Written by: Michelle Chlebowski, CPA
The Tax Cuts and Jobs Act law enacted in December 2017 includes updated limitations on Like Kind Exchanges available to taxpayers. The previous rules allowing for the deferral of gain on like-kind exchanges of tangible personal property have been modified, in general removing the ability to defer these gains. The primary logic of the new limitations is due to the increased and expanded rules over expensing tangible personal property and certain building improvements.
Under the newly enacted law, no gain or loss is recognized on the exchange of real property if that property is either held for productive use in a trade or business or held for investment. These rules apply if the real property is exchanged solely for real property of like kind which is to be held either for productive use in a trade or business or for investment.
Congress intended that real property eligible for like-kind exchange treatment under pre-Tax Cuts and Jobs Act law would continue to be eligible for like-kind exchange treatment. This can include certain partial interests in real property, remainder interests and life estates in real property, leaseholds of at least 30 years, perpetual water rights, coal and oil leases, royalty interests in oil, gas, and mineral rights, interests in certain trusts, and undivided fractional interests in real property.

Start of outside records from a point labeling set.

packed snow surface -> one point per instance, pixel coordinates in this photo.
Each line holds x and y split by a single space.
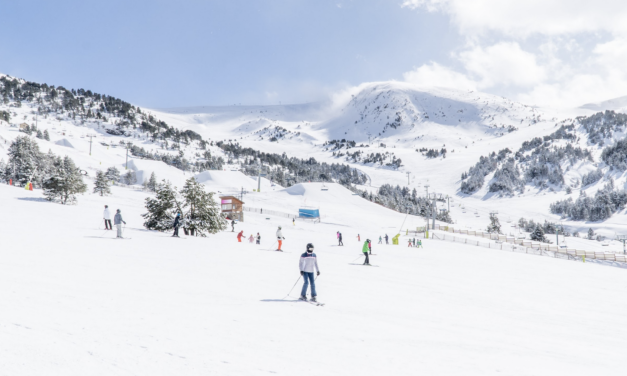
76 301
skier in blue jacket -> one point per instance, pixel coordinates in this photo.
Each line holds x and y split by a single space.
308 262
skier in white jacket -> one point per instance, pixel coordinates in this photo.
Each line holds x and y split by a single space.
107 217
280 238
309 262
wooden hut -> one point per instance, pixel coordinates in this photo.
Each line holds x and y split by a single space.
232 207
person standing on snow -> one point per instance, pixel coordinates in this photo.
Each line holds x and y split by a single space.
308 261
177 223
280 238
117 221
365 250
107 217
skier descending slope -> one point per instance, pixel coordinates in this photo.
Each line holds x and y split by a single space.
177 222
117 221
308 261
107 217
280 238
365 249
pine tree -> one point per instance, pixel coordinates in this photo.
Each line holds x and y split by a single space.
538 234
152 183
24 157
161 208
495 224
130 177
113 174
64 182
203 213
101 184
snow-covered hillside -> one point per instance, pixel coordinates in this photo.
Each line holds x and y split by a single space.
76 301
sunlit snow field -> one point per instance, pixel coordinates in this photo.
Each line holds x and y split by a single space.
76 301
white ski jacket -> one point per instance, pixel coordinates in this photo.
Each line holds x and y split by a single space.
308 261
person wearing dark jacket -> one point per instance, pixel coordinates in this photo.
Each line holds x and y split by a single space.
117 221
177 222
308 264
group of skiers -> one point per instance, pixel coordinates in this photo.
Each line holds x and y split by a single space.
251 238
117 220
415 243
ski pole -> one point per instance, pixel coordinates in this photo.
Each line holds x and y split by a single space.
288 294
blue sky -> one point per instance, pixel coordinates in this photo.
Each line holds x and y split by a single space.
160 54
185 53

It is important to note, the updated limitations on Like-Kind Exchanges do not apply if the property is disposed of by the taxpayer in an exchange prior to January 1, 2018 or received by the taxpayer in the exchange received before January 1, 2018. This means that if the first step in either a forward exchange or reverse exchange occurs before January 1, 2018 then the entire exchange can qualify as a tax-free like-kind exchange, assuming all other prior requirements under Code Sec. 1031 are satisfied.